Chlorogenic acid
- Names: Preferred IUPAC name (1S,3R,4R,5R)-3-{[(2E)-3-(3,4-Dihydroxyphenyl)prop-2-enoyl]oxy}-1,4,5-trihydroxycyclohexane-1-carboxylic acid

Identifiers
- CAS Number: 202650-88-2; 327-97-9 (E/Z);
- 3D model (JSmol): Interactive image;
- ChEBI: CHEBI:16112;
- ChEMBL: ChEMBL284616;
- ChemSpider: 1405788;
- KEGG: C00852;
- PubChem CID: 1794427;
- RTECS number: GU8480000;
- UNII: 318ADP12RI (E);
- CompTox Dashboard (EPA): DTXSID101318952 ;

Properties
- Chemical formula: C_{16}H_{18}O_{9}
- Molar mass: 354.311 g·mol^{−1}
- Density: 1.28 g/cm^{3}
- Melting point: 207 to 209 °C (405 to 408 °F; 480 to 482 K)
- Hazards: GHS labelling:
- Pictograms: GHS07: Exclamation mark
- Signal word: Warning
- Hazard statements: H315, H319, H335
- Precautionary statements: P261, P264, P271, P280, P302+P352, P304+P340, P305+P351+P338, P312, P321, P332+P313, P337+P313, P362, P403+P233, P405, P501
- NFPA 704 (fire diamond): 1 0
- Safety data sheet (SDS): External MSDS

= Chlorogenic acid =

Chlorogenic acid (CGA) is the ester of caffeic acid and quinic acid, functioning as an intermediate in lignin biosynthesis.

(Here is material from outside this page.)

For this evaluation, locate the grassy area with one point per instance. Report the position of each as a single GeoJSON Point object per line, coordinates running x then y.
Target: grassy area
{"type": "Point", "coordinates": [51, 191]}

==History and nomenclature==
The ester of caffeic acid and quinic acid was identified in 1932. Subsequently, the scope of this family of conjugates was shown to be great. Chlorogenic acids are now recognized as being widespread in plants, including many foods.

Despite the "chloro" of the name, chlorogenic acids contain no chlorine. Instead, the name comes from the Greek χλωρός (khloros, light green) and -γένος (genos, a suffix meaning "giving rise to"), pertaining to the green color produced when chlorogenic acids are oxidized.

== Structural properties ==
Structurally, chlorogenic acid is the ester formed between caffeic acid and the 3-hydroxyl of L-quinic acid. Isomers of chlorogenic acid include the caffeoyl ester at other hydroxyl sites on the quinic acid ring: 4-O-caffeoylquinic acid (cryptochlorogenic acid or 4-CQA) and 5-O-caffeoylquinic acid (neochlorogenic acid or 5-CQA). The epimer at position 1 has not yet been reported.

Structures having more than one caffeic acid group are called isochlorogenic acids, and can be found in coffee. There are several isomers, such as 3,4-dicaffeoylquinic acid, 3,5-dicaffeoylquinic acid, and cynarine (1,5-dicaffeoylquinic acid).

==Biosynthesis and natural occurrence==

4-Coumaroyl-CoA is the biosynthetic precursor to chlorogenic acid.

The biosynthetic precursor to chlorogenic acid is 4-coumaroyl-CoA, containing a single hydroxyl group on the aryl ring, which in turn is produced from cinnamic acid. The hydroxylation of the coumaryl ester, i.e. installing the second hydroxy group, is catalyzed by a cytochrome P450 enzyme.

Chlorogenic acid can be found in the bamboo Phyllostachys edulis, as well as in many other plants, such as the shoots of common heather (Calluna vulgaris).

=== In food ===
Chlorogenic acid and the related compounds cryptochlorogenic acid, and neochlorogenic acid have been found in the leaves of Hibiscus sabdariffa.
Isomers of chlorogenic acid are found in potatoes. Chlorogenic acid is present in the flesh of eggplants, peaches, prunes and coffee beans.

== Research and safety ==
There is not enough evidence to determine whether chlorogenic acid is safe or effective for human health, and its use in high doses, such as excessive consumption of green coffee, may have adverse effects. Chlorogenic acid has not been approved as a prescription drug or food additive recognized as a safe ingredient for foods or beverages.

Chlorogenic acid is under preliminary research for its possible biological effects, such as regulation of blood pressure, although there is insufficient evidence for its effectiveness.

==Nomenclature==
The atom-numbering of chlorogenic acid can be ambiguous. The order of numbering of atoms on the quinic acid ring was reversed in 1976 following IUPAC guidelines, with the consequence that 3-CQA became 5-CQA, and 5-CQA became 3-CQA. Both numbering systems remain in use, as of 2016.